Our stop at Étaples meant that we no longer had time to make the planned stop at a French hypermarket so that we could buy some wine to take home with us. I want it clearly recorded that I hold Andy and Pete solely responsible for ruining my trip to France, the only reason for which was to buy some cheap wine and beers – only joking.

Finally we definitely were on our way home and headed for the ferry terminal at Calais where we arrived yet again a quarter of an hour after our boat had departed. This meant a wait of over an hour and a half on the dockside. Some of us went in search of food but we were sadly disappointed. Following large, clear signs we arrived at a spot where we had every hope of getting sustenance. I was called upon to use my dubious command of the French language to ask where the restaurant was. It wasn't! In fact the only food on the whole dockside was a dispenser from which we eventually got bars of chocolate and bags of crisps – not the best examples of the famed French cuisine.
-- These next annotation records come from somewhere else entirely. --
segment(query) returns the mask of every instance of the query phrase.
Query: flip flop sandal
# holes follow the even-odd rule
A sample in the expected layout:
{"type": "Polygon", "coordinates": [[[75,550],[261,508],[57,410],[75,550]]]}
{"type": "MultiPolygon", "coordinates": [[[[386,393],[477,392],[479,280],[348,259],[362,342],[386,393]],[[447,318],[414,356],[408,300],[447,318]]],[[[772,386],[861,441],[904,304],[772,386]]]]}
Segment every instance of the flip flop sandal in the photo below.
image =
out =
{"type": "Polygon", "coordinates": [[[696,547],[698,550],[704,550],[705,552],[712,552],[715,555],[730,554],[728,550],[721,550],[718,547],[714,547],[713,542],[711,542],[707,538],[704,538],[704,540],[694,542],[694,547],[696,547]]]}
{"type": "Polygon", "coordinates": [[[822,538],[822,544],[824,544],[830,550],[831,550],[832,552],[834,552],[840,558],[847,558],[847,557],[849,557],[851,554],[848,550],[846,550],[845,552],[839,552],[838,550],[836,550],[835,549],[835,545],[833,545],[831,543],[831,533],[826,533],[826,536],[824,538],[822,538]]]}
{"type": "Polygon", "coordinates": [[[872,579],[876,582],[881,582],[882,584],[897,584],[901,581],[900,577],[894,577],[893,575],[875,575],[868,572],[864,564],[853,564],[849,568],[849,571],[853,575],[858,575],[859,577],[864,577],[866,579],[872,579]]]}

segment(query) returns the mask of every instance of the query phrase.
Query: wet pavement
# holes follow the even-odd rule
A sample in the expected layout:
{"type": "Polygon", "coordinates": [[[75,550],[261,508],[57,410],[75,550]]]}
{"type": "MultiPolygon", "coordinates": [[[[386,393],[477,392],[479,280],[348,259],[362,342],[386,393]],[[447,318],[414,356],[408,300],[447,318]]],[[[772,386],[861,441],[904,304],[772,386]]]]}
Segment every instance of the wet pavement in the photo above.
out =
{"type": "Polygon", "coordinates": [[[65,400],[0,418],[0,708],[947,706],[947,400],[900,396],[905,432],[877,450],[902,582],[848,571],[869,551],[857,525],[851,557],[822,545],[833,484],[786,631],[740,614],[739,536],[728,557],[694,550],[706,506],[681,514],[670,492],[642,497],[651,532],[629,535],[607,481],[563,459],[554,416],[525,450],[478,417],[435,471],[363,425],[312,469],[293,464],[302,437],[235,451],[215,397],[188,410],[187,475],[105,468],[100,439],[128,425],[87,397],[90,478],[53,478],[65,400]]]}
Calais - a food free zone!

However, we eventually boarded our ferry and left the coast of France behind. In a repeat of the outward journey it was first to the bar, then to the cafeteria. The food on this trip was diabolical, as was the service. A barely edible plate of lukewarm fish and chips was eventually thrust at me after I'd had to go in search of someone to serve it. As we had missed the hypermarket trip I explored the ship's boutique for bargains and gifts. I ended up with a litre each of whisky, gin and brandy and some chocolates for my wife. By the time all this had been accomplished we were docking in Dover where we cleared passport and custom controls in a remarkably short time.

The remainder of our journey passed without incident. We stopped a couple of times on the motorway for refreshments and also to reunite Ray with his wife. A short time before 22.00 we were back at our starting point outside the cinema. It had been only four days previously that we had been there, but it seemed much longer. In that time we had seen and learned much and made several new friends. Already there was talk of next year's trip, this time to the Ypres region. Time will tell.